Electronic ear tags are being used to provide an early warning system that will help farmers identify sick animals within a herd.
The new system, being trialled by scientists at Newcastle University, tracks the feeding behaviour of each individual animal, alerting farmers to any change that might indicate the cow is unwell.
Using RFID (radio frequency identification) technology - similar to that used in the Transport for London Oyster card - each calf is 'clocked' in and out every time they approach the trough, with the time spent feeding being logged by a computer.
Ollie Szyszka, a PhD student in Newcastle University's School of Agriculture, Food and Rural Development, who is leading the project with Professor Ilias Kyriazakis, said the aim was to help farmers spot any illness in the herd much earlier on and treat the animals more effectively.
"Just as we know when we are sickening for something because we perhaps lose our appetite or feel more lethargic, animals also demonstrate subtle changes in behaviour when unwell," explains Ollie.
"Like any animal, the earlier you can spot and start treating an infection or disease the better chance there is of it making a full recovery. You also reduce the risk of the infection spreading if you can identify and isolate a sick animal but for a farmer with a herd of maybe 500 cattle it is easy to miss any early signs of disease.
"By giving each calf a unique code and tracking its feeding pattern our system is able to alert farmers to small - but significant - changes in behaviour which might indicate the animal is unwell."

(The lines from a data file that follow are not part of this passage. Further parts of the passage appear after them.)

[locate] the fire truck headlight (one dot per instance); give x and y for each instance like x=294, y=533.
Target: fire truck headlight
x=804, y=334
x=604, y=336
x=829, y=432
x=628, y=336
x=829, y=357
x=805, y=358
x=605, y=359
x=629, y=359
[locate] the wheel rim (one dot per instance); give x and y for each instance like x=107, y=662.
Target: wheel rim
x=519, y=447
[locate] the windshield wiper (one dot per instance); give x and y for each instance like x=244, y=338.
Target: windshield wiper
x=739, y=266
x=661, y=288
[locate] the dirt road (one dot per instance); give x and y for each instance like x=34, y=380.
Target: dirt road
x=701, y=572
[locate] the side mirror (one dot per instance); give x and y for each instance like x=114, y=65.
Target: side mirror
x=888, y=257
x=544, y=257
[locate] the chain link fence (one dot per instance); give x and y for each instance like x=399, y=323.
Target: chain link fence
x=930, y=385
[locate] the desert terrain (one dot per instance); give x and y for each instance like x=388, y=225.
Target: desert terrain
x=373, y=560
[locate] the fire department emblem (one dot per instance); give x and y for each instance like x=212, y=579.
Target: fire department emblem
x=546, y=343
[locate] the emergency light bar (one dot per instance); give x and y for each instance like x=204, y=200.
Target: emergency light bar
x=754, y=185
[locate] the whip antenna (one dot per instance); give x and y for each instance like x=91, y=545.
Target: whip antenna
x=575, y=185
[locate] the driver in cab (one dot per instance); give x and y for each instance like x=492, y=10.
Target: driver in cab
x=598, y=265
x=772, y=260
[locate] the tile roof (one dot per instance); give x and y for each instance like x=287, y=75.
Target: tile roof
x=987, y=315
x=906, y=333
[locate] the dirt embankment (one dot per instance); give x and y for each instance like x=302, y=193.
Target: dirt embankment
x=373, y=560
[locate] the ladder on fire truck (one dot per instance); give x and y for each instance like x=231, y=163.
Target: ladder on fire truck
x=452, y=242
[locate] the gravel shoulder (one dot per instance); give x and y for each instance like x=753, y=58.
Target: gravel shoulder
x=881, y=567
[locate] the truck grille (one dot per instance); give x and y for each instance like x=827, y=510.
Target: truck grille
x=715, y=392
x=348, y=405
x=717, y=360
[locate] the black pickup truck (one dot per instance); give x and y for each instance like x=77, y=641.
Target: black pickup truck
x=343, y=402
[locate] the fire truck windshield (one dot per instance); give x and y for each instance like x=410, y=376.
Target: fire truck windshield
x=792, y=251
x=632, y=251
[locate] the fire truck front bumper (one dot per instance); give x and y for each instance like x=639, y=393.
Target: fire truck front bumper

The project is part of Newcastle University's drive to improve animal welfare on farms and research ways in which agriculture can become more sustainable. Published in the Annual Proceedings of the British Society for Animal Science Conference 2011, the work is being trialled at the University's Cockle Park farm, in Northumberland.
The tracking system - developed by Newcastle University computing technician Steven Hall - uses RFID chips fitted into the ear tag of each animal and short-range antennae mounted to their feeding troughs. The antennae pick up a signal every time the animal approaches to feed. The signal is blocked when the animal moves away.
The animals have also been fitted with pedometers which allow the Newcastle team to measure posture, relaying information about how active the calf is and how much time they spend lying down.
The results so far have shown that cattle suffering from an underlying health 'challenge' or infection do show significant changes in their behaviour.
Professor Kyriazakis adds: "Modern farming systems have minimised the contact between the animal and its keeper so we need to constantly look for ways to re-address the balance.
"What we are trying to do here at Newcastle is find ways to detect early infection or deterioration of an individual – regardless of the size of the herd – so the farmer can intervene at an early stage.
"In the light of recent outbreaks of diseases such as Foot and Mouth and TB, finding ways of detecting changes in behaviour before there are any obvious signs of disease, is becoming increasingly more important."